Handling trillions of supercomputer files just got simpler

Exascale file system Delta FS breaks the “metadata bottleneck” by handling extreme numbers of files and amounts of data with unprecedented performance

March 14, 2019

2019-03-14
Gary Grider, left, and Brad Settlemyer discuss the new Los Alamos and Carnegie Mellon software product, DeltaFS, released to the software distribution site GitHub this week.

LOS ALAMOS, N.M., March 14, 2019—A new distributed file system for high-performance computing being distributed today via the software collaboration site GitHub provides unprecedented performance for creating, updating and managing extreme numbers of files.

“We designed DeltaFS to enable the creation of trillions of files,” said Brad Settlemyer, a Los Alamos computer scientist and project leader. Los Alamos National Laboratory and Carnegie Mellon University jointly developed Delta FS. “Such a tool aids researchers in solving classical problems in high-performance computing, such as particle trajectory tracking or vortex detection.”

DeltaFS builds a file system that appears to the user just like any other file system, doesn’t require specialized hardware, and is exactly tailored to assisting the scientist in new discoveries when using a high-performance computing platform.

“One of the foremost challenges, and primary goals of DeltaFS, was scaling across thousands of servers without requiring a portion of them be dedicated to the file system,” said George Amvrosiadis, assistant research professor at Carnegie Mellon University and a coauthor on the project. “This frees administrators from having to decide how to allocate resources for the file system, which will become a necessity when exascale machines become a reality.”

The file system brings about two important changes in high-performance computing. First, DeltaFS enables new strategies for designing the supercomputers themselves, dramatically changing the cost of creating and managing files. In addition, DeltaFS radically improves the performance of highly selective queries, dramatically reducing time to scientific discovery.

DeltaFS is a transient, software-defined service that allows data to be accessed from a handful up to hundreds of thousands of computers based on the user’s performance requirements.

“The storage techniques used in DeltaFS are applicable in many scientific domains, but we believe that by alleviating the metadata bottleneck we have really shown a way for designing and procuring much more efficient HPC storage systems,” Settlemyer said.
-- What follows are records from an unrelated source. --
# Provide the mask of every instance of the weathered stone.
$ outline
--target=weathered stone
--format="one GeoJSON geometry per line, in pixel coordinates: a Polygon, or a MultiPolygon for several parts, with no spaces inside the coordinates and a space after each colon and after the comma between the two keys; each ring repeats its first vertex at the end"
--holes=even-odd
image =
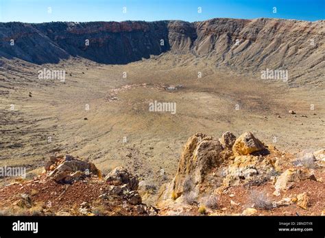
{"type": "Polygon", "coordinates": [[[186,177],[192,178],[195,185],[200,184],[211,169],[221,164],[221,150],[218,140],[202,133],[196,133],[187,140],[173,181],[173,193],[176,198],[183,192],[186,177]]]}
{"type": "Polygon", "coordinates": [[[234,142],[236,141],[236,136],[230,131],[226,131],[222,134],[220,138],[220,143],[223,148],[231,150],[234,142]]]}
{"type": "Polygon", "coordinates": [[[247,208],[245,209],[243,211],[243,213],[242,215],[254,215],[257,212],[257,210],[254,209],[254,208],[247,208]]]}
{"type": "Polygon", "coordinates": [[[307,193],[305,191],[302,194],[297,196],[297,204],[302,209],[306,209],[309,206],[309,198],[307,196],[307,193]]]}
{"type": "Polygon", "coordinates": [[[232,152],[234,155],[247,155],[264,149],[262,142],[250,132],[245,132],[241,135],[232,146],[232,152]]]}
{"type": "Polygon", "coordinates": [[[56,182],[60,182],[66,178],[67,176],[69,176],[69,172],[58,172],[56,173],[53,176],[53,179],[54,179],[56,182]]]}
{"type": "Polygon", "coordinates": [[[295,182],[300,182],[307,178],[316,180],[313,172],[308,169],[287,169],[276,180],[274,185],[275,194],[278,195],[280,190],[288,189],[295,182]]]}
{"type": "Polygon", "coordinates": [[[133,205],[136,205],[142,202],[142,199],[139,194],[131,193],[129,198],[128,198],[128,201],[133,205]]]}
{"type": "Polygon", "coordinates": [[[117,167],[112,170],[106,177],[105,181],[117,181],[126,184],[130,190],[136,190],[139,187],[139,179],[136,176],[130,174],[123,167],[117,167]]]}

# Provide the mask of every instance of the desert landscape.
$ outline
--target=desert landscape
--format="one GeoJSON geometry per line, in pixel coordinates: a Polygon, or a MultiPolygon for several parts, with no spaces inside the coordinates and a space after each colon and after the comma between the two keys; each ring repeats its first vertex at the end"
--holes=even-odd
{"type": "Polygon", "coordinates": [[[0,23],[1,212],[324,215],[324,23],[0,23]]]}

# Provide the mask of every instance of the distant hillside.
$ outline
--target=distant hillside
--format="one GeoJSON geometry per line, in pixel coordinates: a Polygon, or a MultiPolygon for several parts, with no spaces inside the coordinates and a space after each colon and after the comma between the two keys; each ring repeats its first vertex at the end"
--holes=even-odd
{"type": "Polygon", "coordinates": [[[319,79],[324,75],[324,22],[214,18],[0,23],[0,57],[41,64],[72,56],[119,64],[171,51],[208,57],[217,66],[236,70],[281,68],[294,77],[319,79]]]}

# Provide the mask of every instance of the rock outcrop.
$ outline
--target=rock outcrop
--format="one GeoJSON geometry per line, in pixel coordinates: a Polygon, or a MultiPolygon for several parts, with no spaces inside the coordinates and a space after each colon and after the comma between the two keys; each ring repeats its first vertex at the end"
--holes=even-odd
{"type": "MultiPolygon", "coordinates": [[[[315,155],[322,157],[322,150],[315,155]]],[[[313,187],[324,185],[314,170],[292,167],[293,162],[293,157],[250,132],[236,139],[228,131],[219,140],[196,133],[184,146],[175,177],[160,188],[157,206],[161,215],[213,215],[228,214],[230,209],[234,215],[256,215],[287,207],[308,210],[313,187]],[[309,191],[301,193],[299,186],[295,190],[297,184],[309,191]]]]}
{"type": "Polygon", "coordinates": [[[156,215],[142,202],[139,180],[121,167],[104,179],[94,163],[67,155],[51,156],[45,172],[30,181],[0,188],[0,209],[8,215],[156,215]],[[12,202],[14,201],[14,202],[12,202]],[[36,214],[35,214],[36,213],[36,214]]]}
{"type": "Polygon", "coordinates": [[[178,198],[183,193],[186,177],[191,178],[195,185],[202,183],[205,175],[223,162],[221,150],[220,142],[211,137],[196,133],[190,137],[183,148],[175,176],[174,196],[178,198]]]}

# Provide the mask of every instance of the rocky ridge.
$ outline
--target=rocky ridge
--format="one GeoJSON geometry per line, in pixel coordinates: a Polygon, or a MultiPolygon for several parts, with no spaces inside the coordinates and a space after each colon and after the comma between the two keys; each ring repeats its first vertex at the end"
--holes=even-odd
{"type": "Polygon", "coordinates": [[[0,23],[0,57],[38,64],[80,57],[114,64],[171,52],[208,57],[217,67],[239,72],[288,70],[291,84],[303,80],[319,85],[324,72],[324,23],[276,18],[6,23],[0,23]]]}

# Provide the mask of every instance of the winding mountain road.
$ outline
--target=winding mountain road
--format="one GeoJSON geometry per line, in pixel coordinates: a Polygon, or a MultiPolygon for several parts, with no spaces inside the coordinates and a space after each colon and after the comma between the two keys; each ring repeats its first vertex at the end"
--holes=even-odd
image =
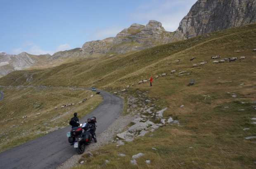
{"type": "Polygon", "coordinates": [[[0,95],[1,95],[1,97],[0,97],[0,100],[1,100],[4,97],[4,94],[2,92],[1,92],[1,91],[0,91],[0,95]]]}
{"type": "MultiPolygon", "coordinates": [[[[122,114],[123,100],[104,91],[97,91],[100,92],[103,101],[79,122],[85,123],[87,118],[95,116],[96,133],[99,136],[122,114]]],[[[0,168],[56,169],[76,153],[66,136],[71,129],[69,126],[55,130],[0,153],[0,168]]]]}

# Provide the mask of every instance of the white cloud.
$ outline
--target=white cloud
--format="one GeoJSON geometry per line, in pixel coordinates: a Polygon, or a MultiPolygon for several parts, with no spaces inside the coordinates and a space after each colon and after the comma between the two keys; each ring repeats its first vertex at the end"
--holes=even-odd
{"type": "Polygon", "coordinates": [[[64,51],[65,49],[70,48],[71,46],[69,44],[61,44],[59,46],[57,47],[57,49],[55,50],[57,52],[59,51],[64,51]]]}
{"type": "Polygon", "coordinates": [[[197,0],[161,2],[153,0],[138,7],[137,11],[129,15],[128,18],[145,25],[149,20],[155,20],[161,22],[166,30],[174,32],[196,1],[197,0]]]}
{"type": "Polygon", "coordinates": [[[36,36],[38,36],[41,37],[41,35],[40,34],[38,33],[34,33],[34,32],[31,33],[28,35],[23,35],[22,36],[25,37],[34,37],[36,36]]]}
{"type": "Polygon", "coordinates": [[[96,29],[94,32],[88,36],[87,38],[96,40],[102,40],[109,37],[115,37],[116,34],[125,28],[127,28],[127,26],[111,26],[107,28],[96,29]]]}
{"type": "MultiPolygon", "coordinates": [[[[23,49],[22,48],[18,48],[12,50],[11,51],[12,54],[17,55],[20,53],[22,52],[26,52],[29,54],[32,54],[32,55],[45,55],[47,53],[49,53],[51,55],[52,55],[55,53],[57,52],[60,51],[63,51],[65,50],[71,48],[70,46],[68,44],[64,44],[60,45],[56,48],[56,49],[54,51],[44,51],[41,49],[40,46],[36,45],[33,42],[26,43],[29,42],[25,42],[24,44],[29,44],[29,46],[32,46],[30,48],[27,50],[23,49]]],[[[27,45],[28,46],[28,45],[27,45]]]]}

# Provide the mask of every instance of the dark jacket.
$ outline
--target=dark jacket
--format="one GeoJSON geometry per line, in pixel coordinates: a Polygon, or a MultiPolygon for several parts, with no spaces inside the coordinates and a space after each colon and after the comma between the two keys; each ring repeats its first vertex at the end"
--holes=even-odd
{"type": "Polygon", "coordinates": [[[69,124],[72,125],[72,128],[78,127],[79,126],[79,119],[77,117],[75,116],[71,119],[69,124]]]}

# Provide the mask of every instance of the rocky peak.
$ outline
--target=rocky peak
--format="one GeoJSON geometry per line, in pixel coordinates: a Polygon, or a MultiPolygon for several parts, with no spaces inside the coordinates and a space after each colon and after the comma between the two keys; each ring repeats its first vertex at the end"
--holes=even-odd
{"type": "Polygon", "coordinates": [[[256,1],[198,0],[178,29],[187,38],[256,22],[256,1]]]}

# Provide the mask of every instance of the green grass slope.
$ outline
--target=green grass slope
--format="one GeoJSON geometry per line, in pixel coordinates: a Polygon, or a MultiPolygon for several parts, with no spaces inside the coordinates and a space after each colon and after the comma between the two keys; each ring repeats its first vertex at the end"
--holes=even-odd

GitHub link: https://github.com/pdlfs/deltafs/
Video link
https://youtu.be/GIIyzcZusUw

About Los Alamos National Laboratory

Los Alamos National Laboratory, a multidisciplinary research institution engaged in strategic science on behalf of national security, is managed by Triad, a public service oriented, national security science organization equally owned by its three founding members: Battelle Memorial Institute (Battelle), the Texas A&M University System (TAMUS), and the Regents of the University of California (UC) for the Department of Energy’s National Nuclear Security Administration.

Los Alamos enhances national security by ensuring the safety and reliability of the U.S. nuclear stockpile, developing technologies to reduce threats from weapons of mass destruction, and solving problems related to energy, environment, infrastructure, health, and global security concerns.